A key challenge in reproductive medicine is the choice of an embryo for a healthy live birth. Preimplantation genetic testing for aneuploidies (PGT-A) has been applied for analysis of chromosome aneuploidy, which occurs frequently in human embryos and cannot be accurately assessed by morphology alone (1). The current PGT-A approaches include embryo biopsies of polar bodies (2), blastomeres (3, 4), or trophectoderm (TE) (5, 6), among which TE biopsy has been shown to be superior to others and is most commonly used. However, TE biopsy does have limitations. It requires separation of 5–10 cells from the external TE layer of a blastocyst, which involves embryo handling and requires specialized equipment (7). Additionally, it can lead to misdiagnosis due to embryo mosaicism (8, 9). Furthermore, the TE cell removal process is invasive and it is still controversial whether it has adverse effects on implantation potential of the embryo (10, 11). Zhang et al. have recently shown that TE biopsy is associated with a 3-fold increase in the risk of preeclampsia (12). Thus, the long-term potential risk to offspring safety should be considered.
Recent studies have demonstrated that embryonic chromosomal aneuploidy can be detected using cell-free DNA (cfDNA) in spent embryo culture media (SECM) (13–18). Because noninvasive PGT-A (niPGT-A) does not affect the embryo itself, it is a promising approach for PGT (13). One issue that is not completely understood is the origin and composition of SECM. SNP sequencing and sex chromosome analysis have revealed the existence of maternal DNA in SECM, which leads to gender discordance and false negative results (19, 20). However, the cellular origins of these maternal DNAs have not been elucidated by genomic approaches in these studies.
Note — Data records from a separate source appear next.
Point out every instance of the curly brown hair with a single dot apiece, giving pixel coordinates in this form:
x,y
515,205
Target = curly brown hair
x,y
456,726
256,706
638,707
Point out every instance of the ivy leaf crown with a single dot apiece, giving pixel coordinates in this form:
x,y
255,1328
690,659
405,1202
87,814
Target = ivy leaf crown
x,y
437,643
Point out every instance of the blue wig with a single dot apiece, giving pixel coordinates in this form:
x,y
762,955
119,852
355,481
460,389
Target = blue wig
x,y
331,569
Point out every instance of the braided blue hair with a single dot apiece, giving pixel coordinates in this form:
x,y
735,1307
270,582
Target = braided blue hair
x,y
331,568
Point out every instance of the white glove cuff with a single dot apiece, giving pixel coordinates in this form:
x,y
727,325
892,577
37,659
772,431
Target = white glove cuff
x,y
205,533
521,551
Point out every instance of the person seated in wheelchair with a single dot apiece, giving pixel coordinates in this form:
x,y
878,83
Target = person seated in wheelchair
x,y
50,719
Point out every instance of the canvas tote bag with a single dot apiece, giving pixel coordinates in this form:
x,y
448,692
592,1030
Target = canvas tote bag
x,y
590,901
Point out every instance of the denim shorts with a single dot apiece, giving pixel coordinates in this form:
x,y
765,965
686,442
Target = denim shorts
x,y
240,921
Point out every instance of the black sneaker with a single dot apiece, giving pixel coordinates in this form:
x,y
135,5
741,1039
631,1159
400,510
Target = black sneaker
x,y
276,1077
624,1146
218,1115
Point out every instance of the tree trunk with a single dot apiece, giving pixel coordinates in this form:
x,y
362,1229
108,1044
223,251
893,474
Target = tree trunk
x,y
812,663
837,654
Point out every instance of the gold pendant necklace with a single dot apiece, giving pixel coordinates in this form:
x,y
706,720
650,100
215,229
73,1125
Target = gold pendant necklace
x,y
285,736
We and others have profiled the genome-wide dynamic DNA methylation reprogramming of human preimplantation embryos using single-cell DNA methylome sequencing (21–25). DNA methylomes of oocytes and sperm are quite different, and both of them are different from somatic cells (25). The polar bodies, which are byproducts of an oocyte meiotic division, have a DNA methylation pattern similar to that of metaphase II (MII) oocytes (21). After fertilization, genome-wide DNA demethylation occurs in female and male pronuclei and all through the cleavage stage to the blastocyst stage; the DNA methylation level is lowest at the blastocyst stage. Different DNA methylation signatures of embryos at distinct preimplantation stages, and germ and somatic cell types, should help tracing cellular origins of SECM, thus resembling plasma cfDNA tissue mapping (26, 27).
In this study, we performed post–bisulfite adaptor tagging–based single-cell whole-genome DNA methylation sequencing (scBS-seq) on 194 SECM samples as well as cumulus cell samples. We demonstrated that cfDNA in SECM was derived from blastocysts, cumulus cells, and polar bodies. We further examined chromosome aneuploidy using scBS-seq, aiming to increase the diagnostic accuracy of niPGT-A by integrating the cellular origin and chromosome aneuploidy information (Figure 1).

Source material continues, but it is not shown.